Now, Emily sings out from the living room, her voice a tiny scale of mew.
I am reminded of the rock on which Madeline L’Engle lay on her summers at the farm. I have been searching for this rock for years, a decade, two. It’s the rural girl’s version of a room of my own although I, like Anne Lamott, also crave a door with an office. A space where duties and obligations are pushed aside, where the wanderings of the mind stream like the creeks that gird this farm.
Just now, the silence is so tenable here that I can feel it, an angora kiss just inside my ear.

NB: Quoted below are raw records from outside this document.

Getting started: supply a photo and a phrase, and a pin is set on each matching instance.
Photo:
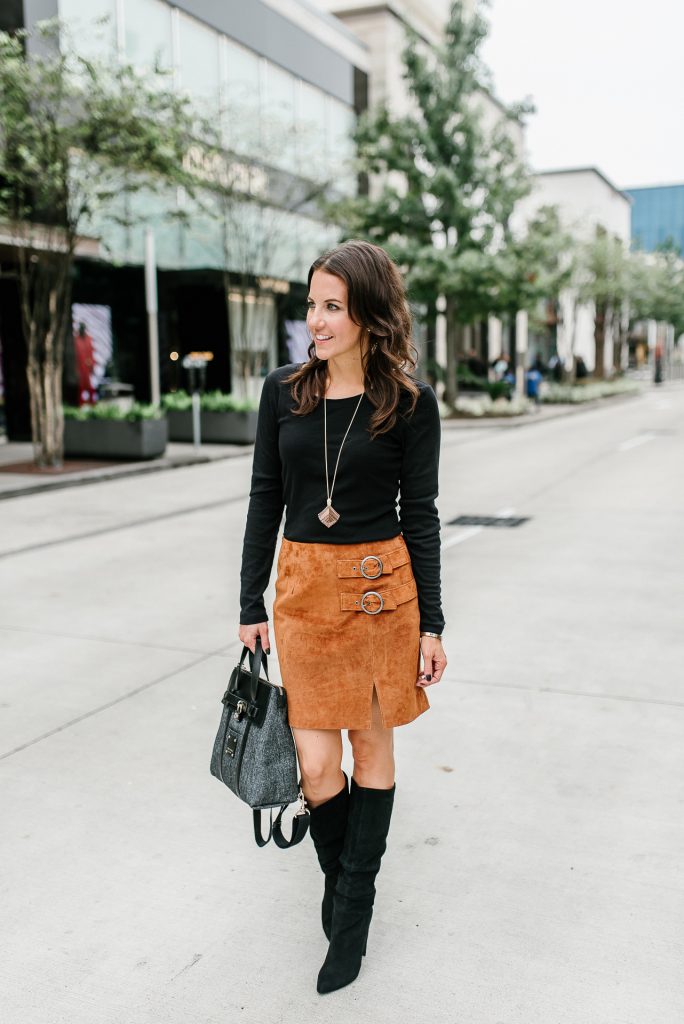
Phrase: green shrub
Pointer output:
(103, 411)
(211, 401)
(482, 406)
(589, 391)
(471, 382)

I have to work at sitting still in this place. I have to cultivate this silence. Already, the numbered lists of things that could be done nibble at the edge. I am learning to draw my knee up to my chin and kick full-footed, to let them spin away. A sheet of paper. A pen. A few words to remember later. Those things will be there when I let the silence fade.
In the pump house, a splinterish, wooden handle is attached to a metal cultivator, a tiny rake-like hoe that is perfect for digging up the tiny roots that unfurl beneath my radishes. Two tines, fifteen minutes – the whole 150 square feet of my garden is focused again on growing food again.
15 minutes. A candle. Natalie Goldberg. Lia Purpura. I am focused again, too.
I revel here. A cardinal calls two tones again and again, her voice fading back over my left shoulder. “Listen.” “Listen.” Listen.
Where and when do you cultivate silence in your life?